Security in Haiti, where violent gangs control large swathes of the country, has collapsed even further, with the number of major crimes hitting "record highs," the U.N. representative to the impoverished Caribbean nation warned Monday.
A report on Haiti from the U.N. Secretary General, published Monday, cited an increase in the number of "indiscriminate killings, kidnappings, rapes and attacks on several urban neighborhoods considered relatively safe until recently."
"The security situation on the ground continues to deteriorate as growing gang violence plunge[s] the lives of the people of Haiti into disarray and major crimes are rising sharply to new record highs," U.N. envoy Maria Isabel Salvador told the Security Council.
She said she hoped the expected deployment of a multinational intervention force led by Kenya could improve matters.
"Major crimes, including intentional homicides and kidnappings, surged at unprecedented rates, mostly in the West and Artibonite departments" — home to the capital Port-au-Prince and the city of Gonaives, the new report said.
Between July 1 and September 30, the national police reported 1,239 homicides — compared with 577 during the same period in 2022.

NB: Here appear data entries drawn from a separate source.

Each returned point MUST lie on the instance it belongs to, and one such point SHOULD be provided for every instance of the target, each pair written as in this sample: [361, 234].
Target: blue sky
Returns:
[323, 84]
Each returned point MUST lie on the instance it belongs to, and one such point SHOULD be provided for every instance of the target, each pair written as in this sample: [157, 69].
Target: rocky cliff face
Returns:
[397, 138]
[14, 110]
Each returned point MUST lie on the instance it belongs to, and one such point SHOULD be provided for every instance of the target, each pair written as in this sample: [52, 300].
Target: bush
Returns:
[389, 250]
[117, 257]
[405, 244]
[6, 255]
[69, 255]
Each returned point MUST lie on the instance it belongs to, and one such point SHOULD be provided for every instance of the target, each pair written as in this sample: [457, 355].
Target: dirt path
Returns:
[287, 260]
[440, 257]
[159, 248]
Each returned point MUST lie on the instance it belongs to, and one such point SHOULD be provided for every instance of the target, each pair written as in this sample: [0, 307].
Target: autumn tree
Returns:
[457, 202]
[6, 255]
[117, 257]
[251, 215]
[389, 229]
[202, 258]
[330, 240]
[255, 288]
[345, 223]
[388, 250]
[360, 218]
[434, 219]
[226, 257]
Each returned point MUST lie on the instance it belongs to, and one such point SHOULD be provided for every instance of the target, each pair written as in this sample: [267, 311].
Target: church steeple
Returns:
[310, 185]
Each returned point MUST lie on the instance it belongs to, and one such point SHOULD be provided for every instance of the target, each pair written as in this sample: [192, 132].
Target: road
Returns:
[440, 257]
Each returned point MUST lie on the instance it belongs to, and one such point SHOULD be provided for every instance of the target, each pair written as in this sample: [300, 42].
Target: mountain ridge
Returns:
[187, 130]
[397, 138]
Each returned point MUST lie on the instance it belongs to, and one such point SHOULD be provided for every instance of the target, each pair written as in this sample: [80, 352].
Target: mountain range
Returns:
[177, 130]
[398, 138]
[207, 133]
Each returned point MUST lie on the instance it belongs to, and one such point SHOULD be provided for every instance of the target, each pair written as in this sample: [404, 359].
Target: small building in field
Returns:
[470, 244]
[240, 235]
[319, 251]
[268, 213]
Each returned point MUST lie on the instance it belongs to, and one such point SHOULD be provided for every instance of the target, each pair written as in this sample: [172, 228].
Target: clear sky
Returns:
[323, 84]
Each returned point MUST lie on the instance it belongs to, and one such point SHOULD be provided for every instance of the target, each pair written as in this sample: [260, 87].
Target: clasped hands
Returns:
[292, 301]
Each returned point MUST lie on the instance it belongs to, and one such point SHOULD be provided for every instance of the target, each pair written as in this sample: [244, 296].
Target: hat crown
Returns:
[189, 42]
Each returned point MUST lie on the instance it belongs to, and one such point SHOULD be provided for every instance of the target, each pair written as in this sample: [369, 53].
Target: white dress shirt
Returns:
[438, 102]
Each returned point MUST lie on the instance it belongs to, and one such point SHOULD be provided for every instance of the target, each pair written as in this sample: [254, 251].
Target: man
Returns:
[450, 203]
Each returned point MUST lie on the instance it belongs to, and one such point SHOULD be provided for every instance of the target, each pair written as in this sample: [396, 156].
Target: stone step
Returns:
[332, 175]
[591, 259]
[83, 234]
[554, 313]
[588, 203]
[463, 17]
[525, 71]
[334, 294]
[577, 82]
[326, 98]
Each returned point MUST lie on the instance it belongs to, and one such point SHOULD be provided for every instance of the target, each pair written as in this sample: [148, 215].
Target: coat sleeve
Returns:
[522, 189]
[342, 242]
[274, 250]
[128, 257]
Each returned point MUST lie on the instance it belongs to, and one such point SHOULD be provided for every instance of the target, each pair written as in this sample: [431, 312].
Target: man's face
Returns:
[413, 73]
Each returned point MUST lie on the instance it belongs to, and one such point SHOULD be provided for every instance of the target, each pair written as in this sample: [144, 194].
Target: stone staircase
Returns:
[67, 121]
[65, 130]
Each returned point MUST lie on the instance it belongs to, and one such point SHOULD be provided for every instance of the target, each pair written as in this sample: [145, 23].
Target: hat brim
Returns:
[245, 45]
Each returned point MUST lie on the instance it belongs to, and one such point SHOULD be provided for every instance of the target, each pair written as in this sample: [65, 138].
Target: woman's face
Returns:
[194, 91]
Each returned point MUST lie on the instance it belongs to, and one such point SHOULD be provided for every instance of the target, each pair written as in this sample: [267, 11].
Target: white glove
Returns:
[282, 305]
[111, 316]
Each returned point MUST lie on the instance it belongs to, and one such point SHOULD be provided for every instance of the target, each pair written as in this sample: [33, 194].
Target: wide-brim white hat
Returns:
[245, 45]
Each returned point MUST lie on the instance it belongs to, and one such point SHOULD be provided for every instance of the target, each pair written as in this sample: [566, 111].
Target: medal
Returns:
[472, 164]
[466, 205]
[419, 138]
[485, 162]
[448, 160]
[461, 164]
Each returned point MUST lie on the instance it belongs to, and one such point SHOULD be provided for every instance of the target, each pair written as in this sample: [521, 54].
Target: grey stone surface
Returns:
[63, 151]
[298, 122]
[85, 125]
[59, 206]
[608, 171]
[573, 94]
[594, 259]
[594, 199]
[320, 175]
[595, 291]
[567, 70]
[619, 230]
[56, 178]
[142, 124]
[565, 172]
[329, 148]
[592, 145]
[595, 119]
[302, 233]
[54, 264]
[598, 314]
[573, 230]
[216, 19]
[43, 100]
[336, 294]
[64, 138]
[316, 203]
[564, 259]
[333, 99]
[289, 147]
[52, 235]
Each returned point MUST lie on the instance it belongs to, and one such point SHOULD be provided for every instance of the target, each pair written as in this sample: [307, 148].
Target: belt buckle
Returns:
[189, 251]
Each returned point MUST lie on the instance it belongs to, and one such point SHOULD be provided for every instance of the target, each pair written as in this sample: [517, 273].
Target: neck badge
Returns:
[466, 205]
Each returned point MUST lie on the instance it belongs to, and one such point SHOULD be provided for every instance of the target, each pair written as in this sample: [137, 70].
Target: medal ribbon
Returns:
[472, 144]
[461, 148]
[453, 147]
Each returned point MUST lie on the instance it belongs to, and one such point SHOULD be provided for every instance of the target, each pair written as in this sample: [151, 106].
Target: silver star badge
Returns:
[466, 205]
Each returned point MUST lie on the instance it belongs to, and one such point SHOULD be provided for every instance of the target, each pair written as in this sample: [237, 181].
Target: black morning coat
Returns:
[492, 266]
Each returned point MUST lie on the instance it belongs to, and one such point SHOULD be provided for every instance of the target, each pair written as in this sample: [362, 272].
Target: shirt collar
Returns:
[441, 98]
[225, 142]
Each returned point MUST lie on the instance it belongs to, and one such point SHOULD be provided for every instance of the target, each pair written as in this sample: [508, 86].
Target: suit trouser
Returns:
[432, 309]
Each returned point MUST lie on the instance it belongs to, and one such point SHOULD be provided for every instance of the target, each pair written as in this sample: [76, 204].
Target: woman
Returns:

And between July and September, 701 people were kidnapped — 244 percent more than during the same period in 2022.
The United Nations is also concerned about killings perpetrated by vigilante groups that emerged last spring, "with 388 alleged gang members lynched" from April 24 to September 30, according to the report.
As the violence from gangs controlling more than half of Port-au-Prince continued to escalate, the Security Council gave the go-ahead in early October for the deployment of the non-U.N. multinational mission, led by Kenya, to help the overwhelmed Haitian police.
"Reestablishing control by the Haitian national police is a prerequisite for holding credible and inclusive elections," said Salvador, despite the fact that no elections have been held since 2016.
The "expectations of millions of Haitians at home and abroad were raised" by the Security Council's decision to green light the mission, she said.
"A glimmer of hope was cast towards finally seeing a light at the end of the tunnel that is not an oncoming train."